Het hof heeft er voorts vertrouwen in dat [X] de schuldsaneringsregeling met goed gevolg kan afronden. Behalve dat ten aanzien van haar een beschermingsbewind is uitgesproken, krijgt zij hulp van het maatschappelijk werk, zal zij met ingang van september een budgetcoach krijgen en blijkt dat zij zich actief heeft ingezet tijdens het re-integratietraject. [X] heeft wekelijks een afspraak met mevrouw [Y] van Stichting Moed & Inspiratie en stelt met haar sollicitatiebrieven op. De beschermingsbewindvoerder heeft toegezegd de (door de bewindvoerder op te vragen) ontbrekende stukken op te sturen en in de toekomst voor een goede informatievoorziening te zorgen. Voorts heeft mevrouw[Y] van Stichting Moed & Inspiratie in de e-mail aan de advocaat van [X] van 20 mei 2014 aangegeven de kopieën van de sollicitaties van [X] aan de advocaat te willen opsturen. Mr. Van Luijk heeft ter zitting in hoger beroep toegezegd aan[Y] te verzoeken de kopieën van de sollicitatieactiviteiten van [X] (in het vervolg) aan de bewindvoerder te doen toekomen. Iedereen is gemotiveerd de schuldsaneringsregeling goed te laten verlopen.
2.8
Tegen de achtergrond van de voor [X] bij een juiste afronding van de schuldsaneringsregeling gemoeide belangen, terwijl daarnaast voldoende aannemelijk is geworden dat [X] haar zaken nu goed op orde kan krijgen, acht het hof vernietiging van het bestreden vonnis aangewezen.
2.9
[X] dient zich te realiseren dat haar hiermee een bijzondere kans wordt gegeven om uit haar schuldenpositie te komen. Het hof wijst haar er op dat tijdens het verdere verloop van de schuldsaneringsregeling alle verplichtingen uit de schuldsaneringsregeling onverkort van toepassing blijven en dat zij zich in de toekomst blijvend aan al haar verplichtingen moet houden die uit de schuldsaneringsregeling voortvloeien.

3.Beslissing

Het hof:
vernietigt het vonnis waarvan beroep en opnieuw rechtdoende:
- wijst de voordracht tot beëindiging van de toepassing van de schuldsaneringsregeling af.

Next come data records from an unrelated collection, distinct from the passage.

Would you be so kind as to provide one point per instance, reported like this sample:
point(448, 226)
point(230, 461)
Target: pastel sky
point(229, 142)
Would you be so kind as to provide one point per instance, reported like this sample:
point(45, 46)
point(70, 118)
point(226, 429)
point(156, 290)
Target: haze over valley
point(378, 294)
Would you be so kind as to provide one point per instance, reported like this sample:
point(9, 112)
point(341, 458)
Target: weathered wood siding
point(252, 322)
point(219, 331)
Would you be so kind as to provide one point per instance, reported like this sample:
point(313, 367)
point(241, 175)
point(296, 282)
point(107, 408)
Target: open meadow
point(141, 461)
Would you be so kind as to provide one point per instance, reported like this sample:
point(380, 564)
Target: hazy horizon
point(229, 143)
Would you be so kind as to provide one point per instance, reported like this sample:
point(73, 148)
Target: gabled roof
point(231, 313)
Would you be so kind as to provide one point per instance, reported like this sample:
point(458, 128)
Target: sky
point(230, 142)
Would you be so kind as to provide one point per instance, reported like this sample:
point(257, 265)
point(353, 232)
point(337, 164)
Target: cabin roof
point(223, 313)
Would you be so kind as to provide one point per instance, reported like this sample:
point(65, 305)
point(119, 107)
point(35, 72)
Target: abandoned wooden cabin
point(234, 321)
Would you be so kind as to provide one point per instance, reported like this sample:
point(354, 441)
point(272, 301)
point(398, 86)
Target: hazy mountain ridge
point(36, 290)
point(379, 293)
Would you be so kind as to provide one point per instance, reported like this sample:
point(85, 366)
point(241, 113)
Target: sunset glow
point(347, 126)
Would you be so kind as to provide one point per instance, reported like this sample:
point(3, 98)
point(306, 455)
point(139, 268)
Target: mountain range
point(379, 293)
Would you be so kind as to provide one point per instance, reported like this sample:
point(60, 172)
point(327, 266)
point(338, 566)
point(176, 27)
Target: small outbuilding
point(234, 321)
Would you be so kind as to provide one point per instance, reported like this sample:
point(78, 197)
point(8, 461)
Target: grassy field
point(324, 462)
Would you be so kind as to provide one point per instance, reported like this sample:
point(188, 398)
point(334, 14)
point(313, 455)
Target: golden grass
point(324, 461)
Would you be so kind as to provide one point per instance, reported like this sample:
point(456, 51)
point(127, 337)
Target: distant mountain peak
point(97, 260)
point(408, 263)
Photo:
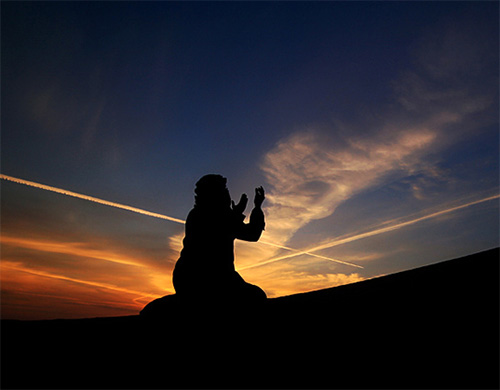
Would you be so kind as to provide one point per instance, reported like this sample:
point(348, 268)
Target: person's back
point(205, 269)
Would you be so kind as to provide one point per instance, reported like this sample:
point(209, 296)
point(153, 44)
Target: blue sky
point(352, 115)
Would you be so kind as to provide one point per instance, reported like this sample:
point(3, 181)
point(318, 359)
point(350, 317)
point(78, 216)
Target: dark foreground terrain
point(432, 327)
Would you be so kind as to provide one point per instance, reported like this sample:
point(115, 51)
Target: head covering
point(211, 192)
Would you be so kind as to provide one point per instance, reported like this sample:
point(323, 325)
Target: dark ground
point(432, 327)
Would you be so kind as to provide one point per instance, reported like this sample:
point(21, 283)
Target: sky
point(373, 127)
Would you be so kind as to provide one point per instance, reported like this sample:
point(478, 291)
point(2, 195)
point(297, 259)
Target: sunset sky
point(373, 127)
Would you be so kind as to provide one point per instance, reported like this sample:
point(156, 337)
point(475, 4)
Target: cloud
point(310, 175)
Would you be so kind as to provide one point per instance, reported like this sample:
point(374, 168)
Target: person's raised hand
point(259, 196)
point(241, 206)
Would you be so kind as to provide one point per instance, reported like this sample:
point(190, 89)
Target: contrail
point(374, 232)
point(299, 252)
point(90, 198)
point(81, 281)
point(143, 212)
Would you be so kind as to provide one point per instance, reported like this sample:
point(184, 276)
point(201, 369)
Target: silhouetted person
point(205, 269)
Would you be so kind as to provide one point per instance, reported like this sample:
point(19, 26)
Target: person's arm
point(253, 230)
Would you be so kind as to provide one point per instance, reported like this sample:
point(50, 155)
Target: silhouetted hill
point(432, 327)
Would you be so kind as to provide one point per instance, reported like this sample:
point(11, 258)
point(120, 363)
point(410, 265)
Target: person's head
point(212, 193)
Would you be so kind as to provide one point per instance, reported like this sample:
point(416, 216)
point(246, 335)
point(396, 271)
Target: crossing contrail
point(145, 212)
point(360, 236)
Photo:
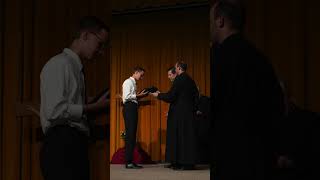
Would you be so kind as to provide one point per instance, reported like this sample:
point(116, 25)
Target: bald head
point(226, 17)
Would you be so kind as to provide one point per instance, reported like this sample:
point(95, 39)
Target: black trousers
point(130, 114)
point(64, 154)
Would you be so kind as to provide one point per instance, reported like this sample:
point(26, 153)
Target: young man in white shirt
point(64, 108)
point(130, 113)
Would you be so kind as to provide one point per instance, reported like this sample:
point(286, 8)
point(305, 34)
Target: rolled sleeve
point(75, 111)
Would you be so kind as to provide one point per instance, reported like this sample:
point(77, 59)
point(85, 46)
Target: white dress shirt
point(129, 90)
point(62, 92)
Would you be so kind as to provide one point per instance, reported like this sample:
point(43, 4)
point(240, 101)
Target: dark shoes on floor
point(133, 166)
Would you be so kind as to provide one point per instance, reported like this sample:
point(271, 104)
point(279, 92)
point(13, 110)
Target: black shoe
point(186, 167)
point(133, 166)
point(176, 166)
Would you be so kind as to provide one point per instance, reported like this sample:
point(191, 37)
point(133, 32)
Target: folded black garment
point(151, 89)
point(96, 98)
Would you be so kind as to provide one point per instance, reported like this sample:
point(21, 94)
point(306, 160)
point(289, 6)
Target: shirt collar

Dit arrest is gewezen door mrs. L.A.J. Dun, A.M.A. Verscheure en
E.A.G.M. Waaijers-Kaarsgaren en in het openbaar uitgesproken op 10 juli 2014 in tegenwoordigheid van de griffier.
Van dit arrest kan gedurende acht dagen na de dag van de uitspraak beroep in cassatie worden ingesteld door middel van een verzoekschrift in te dienen ter griffie van de Hoge Raad.